Agriculture thus labours under heavy disadvantages and has more than the usual element of chance : this has tended to prevent progress, and to lower social conditions. The chief crops are maize, wheat, rye and sunflower seed. Sugar beet, makhorka tobacco, fruits and vines are also cultivated. The number of cattle is poor compared with that in the rest of the Ukraine and diminished markedly after the bad harvest of 1924. Peasant in dustries to supplement the uncertain harvest are widespread and include the preparation of foodstuffs, flour-milling, oil-pressing and wine-making, the making of leather goods, especially boots and shoes, purses, etc., and the preparation of homespun garments.
Clay and alabaster are also worked, and household utensils, wood, metal and pottery made. Manufactures are little developed.

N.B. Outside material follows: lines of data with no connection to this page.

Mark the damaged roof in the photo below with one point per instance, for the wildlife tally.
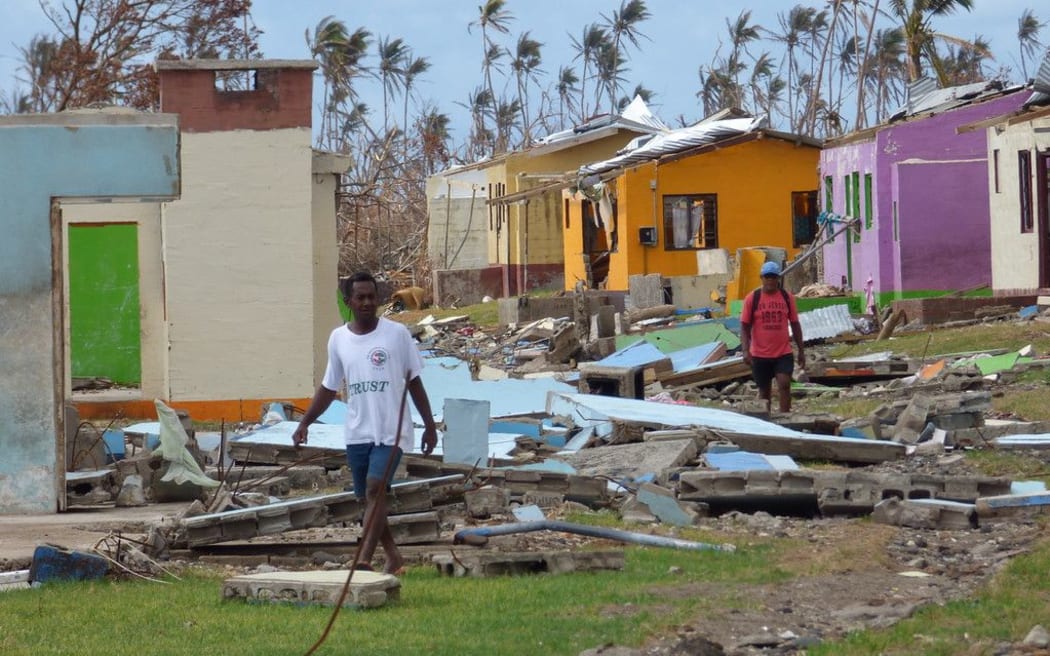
(924, 98)
(684, 140)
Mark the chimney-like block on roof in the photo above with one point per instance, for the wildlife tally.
(278, 93)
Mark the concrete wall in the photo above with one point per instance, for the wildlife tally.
(753, 181)
(959, 258)
(1014, 254)
(45, 156)
(465, 287)
(239, 256)
(854, 256)
(328, 168)
(929, 141)
(458, 219)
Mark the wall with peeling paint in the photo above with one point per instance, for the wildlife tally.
(45, 156)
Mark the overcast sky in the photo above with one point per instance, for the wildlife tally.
(681, 36)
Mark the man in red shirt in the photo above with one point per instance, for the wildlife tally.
(764, 342)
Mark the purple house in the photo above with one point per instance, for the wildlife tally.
(918, 190)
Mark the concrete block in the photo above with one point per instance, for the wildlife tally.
(627, 382)
(415, 528)
(646, 291)
(1009, 505)
(912, 420)
(663, 504)
(465, 438)
(632, 460)
(512, 564)
(486, 501)
(925, 514)
(366, 589)
(604, 322)
(549, 500)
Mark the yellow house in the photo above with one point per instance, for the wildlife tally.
(717, 185)
(515, 200)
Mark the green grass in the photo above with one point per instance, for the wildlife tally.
(538, 614)
(1005, 610)
(972, 338)
(1009, 464)
(843, 406)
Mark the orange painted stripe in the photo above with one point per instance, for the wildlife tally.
(231, 410)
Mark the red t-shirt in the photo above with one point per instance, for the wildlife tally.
(769, 325)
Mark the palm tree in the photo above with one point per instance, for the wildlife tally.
(37, 64)
(479, 103)
(740, 34)
(525, 64)
(414, 67)
(338, 54)
(811, 113)
(494, 16)
(794, 26)
(588, 48)
(1028, 38)
(920, 40)
(609, 69)
(886, 70)
(392, 59)
(624, 23)
(506, 118)
(434, 139)
(863, 65)
(639, 91)
(566, 86)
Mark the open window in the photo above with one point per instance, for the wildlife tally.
(691, 221)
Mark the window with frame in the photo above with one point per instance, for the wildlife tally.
(855, 209)
(803, 212)
(1025, 187)
(994, 168)
(828, 205)
(868, 208)
(691, 221)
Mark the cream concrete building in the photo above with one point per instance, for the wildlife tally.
(238, 277)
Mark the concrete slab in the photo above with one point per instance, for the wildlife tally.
(631, 461)
(848, 492)
(1007, 505)
(366, 589)
(926, 513)
(512, 564)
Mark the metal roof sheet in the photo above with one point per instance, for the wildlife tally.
(825, 322)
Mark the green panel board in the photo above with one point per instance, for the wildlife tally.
(670, 340)
(105, 330)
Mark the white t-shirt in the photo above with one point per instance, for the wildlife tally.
(375, 368)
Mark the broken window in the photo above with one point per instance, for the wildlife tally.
(855, 205)
(868, 213)
(994, 168)
(691, 221)
(830, 206)
(803, 212)
(1025, 184)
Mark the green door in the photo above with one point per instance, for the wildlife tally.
(105, 328)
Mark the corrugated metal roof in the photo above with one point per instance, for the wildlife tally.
(635, 117)
(942, 100)
(676, 141)
(825, 322)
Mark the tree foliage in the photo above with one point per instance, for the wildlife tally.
(102, 50)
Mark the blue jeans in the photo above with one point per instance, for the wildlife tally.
(369, 461)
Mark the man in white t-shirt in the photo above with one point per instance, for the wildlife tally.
(373, 359)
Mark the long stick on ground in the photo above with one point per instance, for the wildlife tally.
(369, 521)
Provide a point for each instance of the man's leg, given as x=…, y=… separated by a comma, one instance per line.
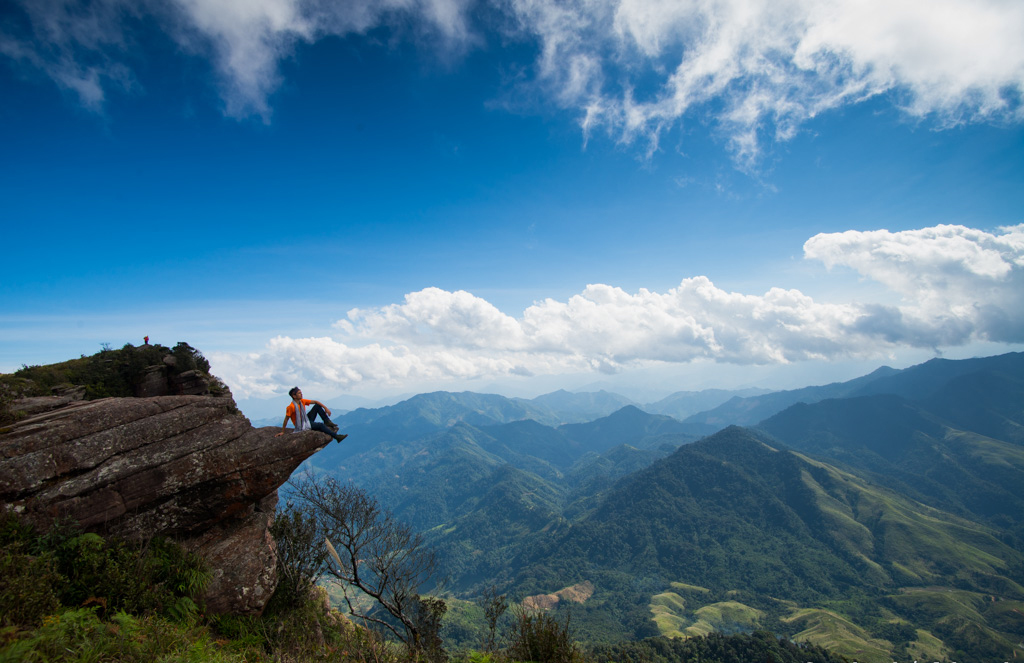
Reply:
x=317, y=411
x=328, y=426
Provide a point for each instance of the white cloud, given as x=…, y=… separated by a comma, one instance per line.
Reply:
x=774, y=64
x=759, y=68
x=958, y=285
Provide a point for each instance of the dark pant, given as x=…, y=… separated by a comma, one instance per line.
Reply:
x=317, y=411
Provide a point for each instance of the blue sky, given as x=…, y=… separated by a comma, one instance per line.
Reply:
x=395, y=197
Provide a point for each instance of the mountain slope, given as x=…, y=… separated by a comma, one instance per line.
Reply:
x=748, y=411
x=908, y=449
x=630, y=425
x=761, y=525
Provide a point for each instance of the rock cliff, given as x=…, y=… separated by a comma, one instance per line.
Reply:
x=190, y=467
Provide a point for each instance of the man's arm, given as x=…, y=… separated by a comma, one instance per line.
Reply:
x=326, y=409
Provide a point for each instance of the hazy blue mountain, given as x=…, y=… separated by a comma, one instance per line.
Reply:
x=580, y=407
x=989, y=401
x=925, y=380
x=529, y=438
x=750, y=410
x=684, y=404
x=429, y=413
x=919, y=382
x=631, y=425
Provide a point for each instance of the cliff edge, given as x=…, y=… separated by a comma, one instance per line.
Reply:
x=189, y=467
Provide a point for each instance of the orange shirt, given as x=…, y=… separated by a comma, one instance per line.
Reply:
x=290, y=411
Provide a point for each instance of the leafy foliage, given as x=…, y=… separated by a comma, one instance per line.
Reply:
x=66, y=567
x=108, y=373
x=715, y=648
x=541, y=637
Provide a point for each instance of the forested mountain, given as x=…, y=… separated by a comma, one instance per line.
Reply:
x=881, y=518
x=921, y=382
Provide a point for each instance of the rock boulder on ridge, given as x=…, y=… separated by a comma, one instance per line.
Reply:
x=190, y=467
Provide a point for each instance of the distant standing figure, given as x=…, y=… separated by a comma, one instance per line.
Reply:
x=303, y=420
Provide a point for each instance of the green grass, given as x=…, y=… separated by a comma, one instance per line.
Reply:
x=839, y=634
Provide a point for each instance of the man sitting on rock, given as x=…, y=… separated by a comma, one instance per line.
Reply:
x=296, y=411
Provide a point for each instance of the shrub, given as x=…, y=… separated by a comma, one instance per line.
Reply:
x=541, y=637
x=300, y=557
x=83, y=569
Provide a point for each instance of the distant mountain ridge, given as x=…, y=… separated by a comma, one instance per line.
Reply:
x=850, y=511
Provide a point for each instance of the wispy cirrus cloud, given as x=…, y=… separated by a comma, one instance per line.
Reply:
x=957, y=285
x=757, y=69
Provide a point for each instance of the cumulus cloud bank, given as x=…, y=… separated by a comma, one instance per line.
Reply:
x=758, y=69
x=957, y=285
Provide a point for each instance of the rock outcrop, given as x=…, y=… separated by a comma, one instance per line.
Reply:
x=190, y=467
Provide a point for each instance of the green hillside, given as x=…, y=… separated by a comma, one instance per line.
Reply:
x=779, y=533
x=849, y=523
x=907, y=449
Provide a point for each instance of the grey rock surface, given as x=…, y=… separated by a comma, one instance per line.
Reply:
x=190, y=467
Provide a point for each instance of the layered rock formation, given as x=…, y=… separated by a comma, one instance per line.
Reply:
x=190, y=467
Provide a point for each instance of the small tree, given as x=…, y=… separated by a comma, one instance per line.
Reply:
x=541, y=637
x=300, y=556
x=373, y=554
x=495, y=606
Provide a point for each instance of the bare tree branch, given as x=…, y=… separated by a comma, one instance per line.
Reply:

Balta was at first declared to be the temporary administrative centre and a hope was expressed that ultimately Kishinev and the surrounding district would be detached from Bessarabia and joined to the republic, and that Kishinev would then become the administrative centre. In 1928, however, Birzulav (Birzula), a small town of 9,973 inhabitants, in 45' N., 3o' E. was declared the administrative centre. The railway net is compara tively good, but roads are poor, and become impassable in flood time, those on the ravine slopes being sometimes completely washed away. The literacy rate is low and this militates against efforts to introduce scientific improvements to prevent the wash ing away of the surface of ravines. (See BLACK EARTH AREA.) The system of agriculture is mainly the traditional three-field system and agricultural implements are old fashioned and, in a population of fugitives, often lacking altogether. The migration of refugees into an area where the allotment of land to each peasant was already small, especially in view of the meteorological risks in this region, has created a very difficult problem.
The lack of diplomatic relations between Russia and Rumania and the consequent closing of the Dniester for trade between the two countries complicates the situation, and the region, which suffered severely during the war and civil war of 1914-20, and the famine conditions of 1921 and 1924, is in an unsettled social and economic condition. For the history see RUMANIA.